Debatte: Kein Geld mehr für den ländlichen Raum Ostdeutschlands?

Zu Jahresende 2018 warnte das Leibniz-Institut für Wirtschaftsforschung Halle (IWH) in einer neuen Studie “vor zu hohen Investitionen in den ländlichen Raum” Ostdeutschlands. Laut IWH-Präsident Reint Gropp können nicht die ländlichen Gebiete den Osten voranbringen, sondern die Städte, wie er gegenüber dem MDR betonte: “Aus wirtschaftlicher Sicht haben wir keine Wahl, als das Geld eben nicht in die Lausitz, sondern in Städte wie Dresden oder Leipzig zu stecken.” Die Reaktionen darauf vielen überwiegend negativ aus – ländliche Regionen aufzugeben, könne nicht die Antwort sein.
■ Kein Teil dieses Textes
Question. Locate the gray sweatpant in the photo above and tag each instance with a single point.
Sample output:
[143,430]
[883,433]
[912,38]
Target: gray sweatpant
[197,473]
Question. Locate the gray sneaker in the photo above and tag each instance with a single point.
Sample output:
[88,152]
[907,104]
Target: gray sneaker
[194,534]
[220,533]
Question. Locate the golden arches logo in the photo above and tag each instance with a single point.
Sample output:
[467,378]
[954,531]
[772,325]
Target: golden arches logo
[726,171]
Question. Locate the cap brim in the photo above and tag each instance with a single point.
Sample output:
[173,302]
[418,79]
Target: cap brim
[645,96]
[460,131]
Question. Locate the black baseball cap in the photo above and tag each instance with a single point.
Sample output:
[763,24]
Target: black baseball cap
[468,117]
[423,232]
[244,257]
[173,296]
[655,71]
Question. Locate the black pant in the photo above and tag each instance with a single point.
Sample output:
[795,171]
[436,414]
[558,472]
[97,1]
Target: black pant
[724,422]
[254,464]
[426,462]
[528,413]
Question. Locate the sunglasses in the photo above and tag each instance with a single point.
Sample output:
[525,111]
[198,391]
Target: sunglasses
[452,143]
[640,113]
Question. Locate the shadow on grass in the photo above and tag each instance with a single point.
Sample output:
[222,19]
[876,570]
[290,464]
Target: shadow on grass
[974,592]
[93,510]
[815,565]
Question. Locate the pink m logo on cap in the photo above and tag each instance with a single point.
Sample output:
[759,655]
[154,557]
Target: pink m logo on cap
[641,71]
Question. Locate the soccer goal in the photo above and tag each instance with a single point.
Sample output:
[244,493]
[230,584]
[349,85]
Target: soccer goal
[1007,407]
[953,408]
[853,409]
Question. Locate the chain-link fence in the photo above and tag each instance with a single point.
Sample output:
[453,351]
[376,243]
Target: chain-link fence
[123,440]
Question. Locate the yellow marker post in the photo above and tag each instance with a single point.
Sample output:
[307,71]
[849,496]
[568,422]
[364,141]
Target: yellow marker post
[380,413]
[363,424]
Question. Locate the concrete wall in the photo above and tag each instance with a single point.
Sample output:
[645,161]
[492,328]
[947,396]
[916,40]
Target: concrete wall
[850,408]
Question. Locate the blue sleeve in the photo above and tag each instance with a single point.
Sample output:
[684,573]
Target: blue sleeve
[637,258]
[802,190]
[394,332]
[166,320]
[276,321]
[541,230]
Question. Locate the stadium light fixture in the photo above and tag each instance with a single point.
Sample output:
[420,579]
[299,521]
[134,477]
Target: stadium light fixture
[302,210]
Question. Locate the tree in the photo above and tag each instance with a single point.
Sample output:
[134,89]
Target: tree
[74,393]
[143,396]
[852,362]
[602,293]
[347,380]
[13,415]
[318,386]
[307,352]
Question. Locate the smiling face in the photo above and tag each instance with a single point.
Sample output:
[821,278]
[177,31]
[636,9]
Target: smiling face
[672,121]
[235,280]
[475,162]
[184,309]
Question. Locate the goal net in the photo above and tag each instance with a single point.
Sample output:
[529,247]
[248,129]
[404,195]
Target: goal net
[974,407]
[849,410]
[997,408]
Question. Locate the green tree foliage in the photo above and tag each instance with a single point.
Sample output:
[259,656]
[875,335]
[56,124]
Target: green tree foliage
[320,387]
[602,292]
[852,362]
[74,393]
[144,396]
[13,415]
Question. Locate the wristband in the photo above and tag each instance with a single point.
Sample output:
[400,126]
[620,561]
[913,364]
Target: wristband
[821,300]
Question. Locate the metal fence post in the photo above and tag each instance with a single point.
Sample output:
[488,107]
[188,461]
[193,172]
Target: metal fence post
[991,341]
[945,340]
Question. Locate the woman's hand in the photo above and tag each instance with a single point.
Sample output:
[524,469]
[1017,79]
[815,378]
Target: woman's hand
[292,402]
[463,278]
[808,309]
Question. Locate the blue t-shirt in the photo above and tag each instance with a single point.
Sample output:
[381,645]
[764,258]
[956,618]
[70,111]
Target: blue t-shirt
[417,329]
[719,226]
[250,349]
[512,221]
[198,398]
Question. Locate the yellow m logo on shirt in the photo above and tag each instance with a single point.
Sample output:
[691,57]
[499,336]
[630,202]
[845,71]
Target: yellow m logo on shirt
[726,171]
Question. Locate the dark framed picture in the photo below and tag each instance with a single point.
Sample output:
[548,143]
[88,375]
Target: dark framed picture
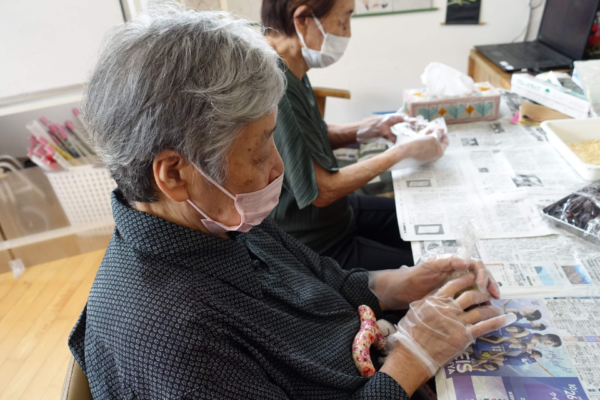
[463,12]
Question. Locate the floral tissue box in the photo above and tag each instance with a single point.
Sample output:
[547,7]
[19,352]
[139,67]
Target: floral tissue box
[482,105]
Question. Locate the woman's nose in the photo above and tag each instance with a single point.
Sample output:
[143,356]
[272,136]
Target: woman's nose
[277,169]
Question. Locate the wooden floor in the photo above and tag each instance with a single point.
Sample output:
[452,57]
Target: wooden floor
[37,313]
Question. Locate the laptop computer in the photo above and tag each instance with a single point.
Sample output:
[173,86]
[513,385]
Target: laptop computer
[562,38]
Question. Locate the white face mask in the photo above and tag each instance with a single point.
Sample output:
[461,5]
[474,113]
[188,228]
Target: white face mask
[253,207]
[332,50]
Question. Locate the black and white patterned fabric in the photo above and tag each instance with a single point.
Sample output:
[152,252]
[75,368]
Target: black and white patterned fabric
[178,314]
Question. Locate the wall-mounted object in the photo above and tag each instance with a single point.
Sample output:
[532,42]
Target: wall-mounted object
[463,12]
[369,8]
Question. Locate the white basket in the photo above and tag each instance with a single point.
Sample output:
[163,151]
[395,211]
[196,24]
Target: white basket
[84,193]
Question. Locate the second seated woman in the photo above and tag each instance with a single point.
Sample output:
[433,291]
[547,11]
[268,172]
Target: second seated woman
[317,205]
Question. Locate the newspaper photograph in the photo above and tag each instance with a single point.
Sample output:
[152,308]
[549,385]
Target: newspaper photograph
[557,265]
[498,174]
[535,358]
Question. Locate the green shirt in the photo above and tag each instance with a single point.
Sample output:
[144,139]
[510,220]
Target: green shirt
[301,137]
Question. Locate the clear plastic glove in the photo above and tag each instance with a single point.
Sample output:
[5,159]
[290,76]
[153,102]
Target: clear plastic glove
[428,148]
[438,329]
[397,288]
[379,127]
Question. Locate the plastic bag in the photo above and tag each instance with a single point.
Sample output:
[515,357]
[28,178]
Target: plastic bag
[416,129]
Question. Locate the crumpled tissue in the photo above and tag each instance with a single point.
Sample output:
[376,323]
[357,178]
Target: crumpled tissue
[444,81]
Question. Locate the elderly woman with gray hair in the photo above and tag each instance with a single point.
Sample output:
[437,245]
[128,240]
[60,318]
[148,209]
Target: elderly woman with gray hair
[200,295]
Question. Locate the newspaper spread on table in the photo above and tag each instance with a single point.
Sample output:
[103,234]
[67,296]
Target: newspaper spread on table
[556,265]
[498,174]
[550,353]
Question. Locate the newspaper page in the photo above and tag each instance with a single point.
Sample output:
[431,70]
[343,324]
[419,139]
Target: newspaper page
[497,174]
[550,353]
[557,265]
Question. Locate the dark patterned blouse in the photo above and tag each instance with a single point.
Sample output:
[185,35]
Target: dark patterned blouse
[178,314]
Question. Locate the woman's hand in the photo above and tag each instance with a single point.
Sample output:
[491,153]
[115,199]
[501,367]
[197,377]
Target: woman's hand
[398,288]
[436,329]
[428,148]
[377,127]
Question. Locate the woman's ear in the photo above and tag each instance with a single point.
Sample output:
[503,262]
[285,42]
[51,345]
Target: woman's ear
[300,21]
[170,175]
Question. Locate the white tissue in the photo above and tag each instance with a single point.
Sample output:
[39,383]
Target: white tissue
[442,80]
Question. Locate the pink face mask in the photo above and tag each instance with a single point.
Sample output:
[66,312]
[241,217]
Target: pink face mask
[253,207]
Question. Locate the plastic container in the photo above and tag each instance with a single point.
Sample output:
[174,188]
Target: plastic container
[578,213]
[565,131]
[84,193]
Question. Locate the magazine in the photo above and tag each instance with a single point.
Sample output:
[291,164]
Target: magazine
[552,352]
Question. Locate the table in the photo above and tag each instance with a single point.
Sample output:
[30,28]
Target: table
[34,227]
[500,175]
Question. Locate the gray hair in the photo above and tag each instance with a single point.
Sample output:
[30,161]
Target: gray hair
[181,80]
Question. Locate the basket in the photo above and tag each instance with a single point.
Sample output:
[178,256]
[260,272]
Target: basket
[84,193]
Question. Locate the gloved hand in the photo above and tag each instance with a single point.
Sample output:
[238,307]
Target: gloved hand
[377,127]
[397,288]
[436,329]
[428,148]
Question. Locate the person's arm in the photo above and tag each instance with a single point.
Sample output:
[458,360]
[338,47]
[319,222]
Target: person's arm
[406,369]
[494,341]
[520,335]
[341,135]
[336,185]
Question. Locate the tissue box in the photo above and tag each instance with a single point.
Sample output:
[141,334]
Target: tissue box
[481,105]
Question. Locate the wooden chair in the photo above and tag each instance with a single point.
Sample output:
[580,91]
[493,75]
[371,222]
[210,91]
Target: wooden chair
[322,93]
[76,386]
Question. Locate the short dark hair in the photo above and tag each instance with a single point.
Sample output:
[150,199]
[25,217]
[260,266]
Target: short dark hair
[534,315]
[279,14]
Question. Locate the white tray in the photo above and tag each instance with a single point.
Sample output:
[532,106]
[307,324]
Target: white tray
[564,131]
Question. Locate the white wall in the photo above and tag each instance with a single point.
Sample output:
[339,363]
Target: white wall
[48,44]
[387,54]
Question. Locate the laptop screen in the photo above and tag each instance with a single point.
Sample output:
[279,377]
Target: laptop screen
[566,25]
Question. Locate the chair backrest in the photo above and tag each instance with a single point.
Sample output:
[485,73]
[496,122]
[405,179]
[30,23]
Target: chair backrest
[76,386]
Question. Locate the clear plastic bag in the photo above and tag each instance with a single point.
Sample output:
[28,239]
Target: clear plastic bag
[417,129]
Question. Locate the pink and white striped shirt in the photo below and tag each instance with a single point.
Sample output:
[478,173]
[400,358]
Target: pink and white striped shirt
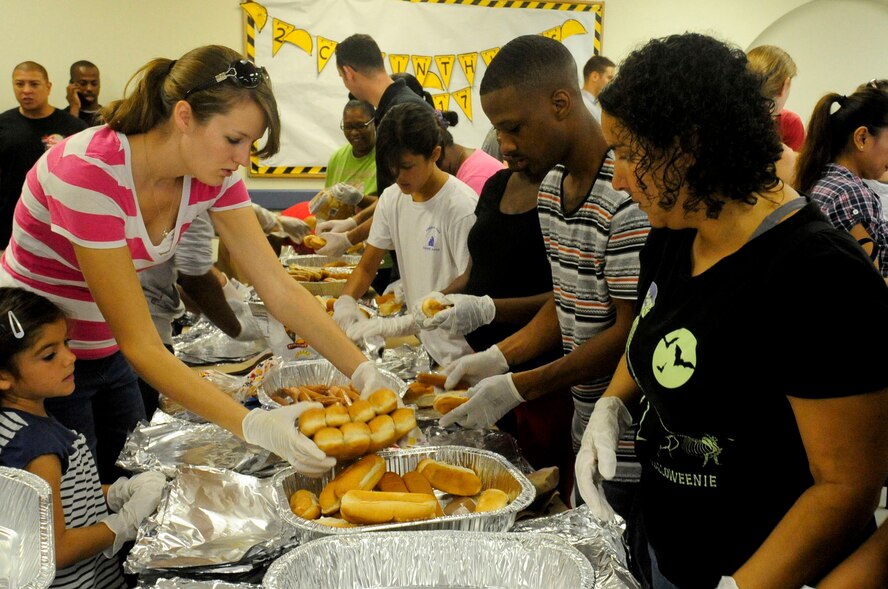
[82,192]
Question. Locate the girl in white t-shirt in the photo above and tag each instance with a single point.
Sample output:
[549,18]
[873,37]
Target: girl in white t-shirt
[425,216]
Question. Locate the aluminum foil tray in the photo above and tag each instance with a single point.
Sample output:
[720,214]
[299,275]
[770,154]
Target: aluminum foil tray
[312,372]
[432,560]
[317,260]
[492,468]
[27,547]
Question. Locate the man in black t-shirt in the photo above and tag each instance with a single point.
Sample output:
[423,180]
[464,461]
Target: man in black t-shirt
[26,133]
[83,92]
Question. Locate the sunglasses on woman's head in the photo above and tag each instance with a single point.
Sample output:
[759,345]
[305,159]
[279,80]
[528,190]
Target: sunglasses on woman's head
[244,73]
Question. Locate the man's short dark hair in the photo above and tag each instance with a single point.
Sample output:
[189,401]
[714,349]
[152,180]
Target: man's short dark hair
[361,53]
[531,63]
[82,64]
[596,63]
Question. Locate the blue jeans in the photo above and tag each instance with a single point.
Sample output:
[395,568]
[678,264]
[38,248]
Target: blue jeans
[105,407]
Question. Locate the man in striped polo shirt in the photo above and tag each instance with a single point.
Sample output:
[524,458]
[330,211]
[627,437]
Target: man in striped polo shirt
[592,234]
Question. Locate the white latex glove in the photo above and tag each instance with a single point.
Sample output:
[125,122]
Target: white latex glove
[267,219]
[597,458]
[125,523]
[467,314]
[383,327]
[123,488]
[367,379]
[475,367]
[276,430]
[396,287]
[337,226]
[488,401]
[346,193]
[346,313]
[337,244]
[296,229]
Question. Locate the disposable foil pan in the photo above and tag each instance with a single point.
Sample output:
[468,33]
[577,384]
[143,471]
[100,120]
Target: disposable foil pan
[314,372]
[27,550]
[432,560]
[492,469]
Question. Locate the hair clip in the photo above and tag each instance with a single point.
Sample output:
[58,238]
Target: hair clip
[16,327]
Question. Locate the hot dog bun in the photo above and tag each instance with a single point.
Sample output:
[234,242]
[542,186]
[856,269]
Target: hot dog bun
[330,441]
[392,482]
[382,432]
[361,411]
[384,401]
[491,500]
[305,504]
[311,421]
[378,507]
[405,421]
[336,415]
[416,483]
[363,475]
[450,478]
[314,242]
[431,307]
[355,439]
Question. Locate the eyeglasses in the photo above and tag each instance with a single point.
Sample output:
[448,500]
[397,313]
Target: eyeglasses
[354,126]
[244,73]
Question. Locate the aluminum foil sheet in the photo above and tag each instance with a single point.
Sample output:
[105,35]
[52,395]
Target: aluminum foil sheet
[432,560]
[180,583]
[211,519]
[167,443]
[406,361]
[601,543]
[492,469]
[204,343]
[496,441]
[27,546]
[313,372]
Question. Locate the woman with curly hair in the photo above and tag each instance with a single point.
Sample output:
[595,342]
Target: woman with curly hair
[847,144]
[745,401]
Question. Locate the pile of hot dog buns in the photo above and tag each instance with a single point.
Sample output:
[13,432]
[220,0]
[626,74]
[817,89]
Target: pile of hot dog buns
[364,425]
[365,493]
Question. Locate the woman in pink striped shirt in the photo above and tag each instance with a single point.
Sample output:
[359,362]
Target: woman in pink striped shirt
[115,199]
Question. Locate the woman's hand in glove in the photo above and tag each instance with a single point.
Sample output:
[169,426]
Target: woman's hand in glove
[488,401]
[466,314]
[146,494]
[275,430]
[337,244]
[597,458]
[383,327]
[337,226]
[476,367]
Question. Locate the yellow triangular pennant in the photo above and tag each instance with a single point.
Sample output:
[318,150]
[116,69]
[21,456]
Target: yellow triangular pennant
[445,68]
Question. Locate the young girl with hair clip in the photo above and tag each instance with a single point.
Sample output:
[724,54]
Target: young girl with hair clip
[36,365]
[425,217]
[115,199]
[847,144]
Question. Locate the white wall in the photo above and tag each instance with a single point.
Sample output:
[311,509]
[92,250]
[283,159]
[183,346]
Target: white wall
[836,43]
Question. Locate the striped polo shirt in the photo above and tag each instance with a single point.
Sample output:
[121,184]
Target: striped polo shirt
[82,192]
[593,253]
[24,437]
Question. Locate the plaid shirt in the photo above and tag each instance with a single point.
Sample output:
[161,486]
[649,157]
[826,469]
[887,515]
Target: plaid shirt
[847,200]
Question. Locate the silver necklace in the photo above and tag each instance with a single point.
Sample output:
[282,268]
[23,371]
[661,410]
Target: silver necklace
[166,230]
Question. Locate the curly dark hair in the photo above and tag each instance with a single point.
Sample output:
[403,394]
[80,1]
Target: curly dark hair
[410,127]
[694,116]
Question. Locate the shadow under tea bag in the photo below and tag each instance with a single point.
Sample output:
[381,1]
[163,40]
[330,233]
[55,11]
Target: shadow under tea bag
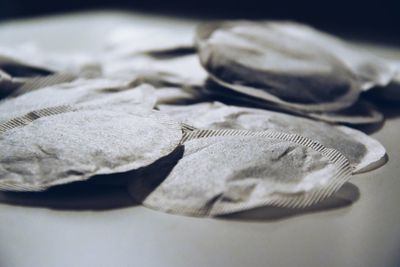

Tatsächlich entpuppt sich die Forderung bei näherer Betrachtung als wenig haltbar. Für ein Bundesland wie Sachsen-Anhalt würde dies beispielsweise bedeuten, dass staatliche Investitionen nur mehr nach Magdeburg, Halle und vielleicht noch nach Dessau-Roßlau fließen würden. Dort lebten im Jahr 2018 zusammen rund 560.000 Menschen, ein Viertel der Gesamtbevölkerung. Welche Zukunftsperspektiven würden für die restlichen 75 Prozent dann noch übrig bleiben? Aus heutiger Sicht keine allzu erfreulichen.

Ein Blick auf die regionalisierte Bevölkerungsprognose für Sachsen-Anhalt verdeutlicht die enormen Herausforderungen, die auf die Landespolitik zukommen werden. Bis ins Jahr 2030 werden lediglich die beiden Großstädte Magdeburg und Halle (zwischen 2,6 und 3,8 Prozent) wachsen, während die ländlichen Landkreise Bevölkerungsverluste in zweistelliger Höhe hinnehmen müssen (zwischen 12,4 und 19,1 Prozent). Insgesamt wird das deutsche Bundesland bis 2030 dadurch um 11 Prozentpunkte schrumpfen. Hier sind gute Lösungsansätze gefragt, vor allem bei Fragen der Versorgung und Infrastruktur.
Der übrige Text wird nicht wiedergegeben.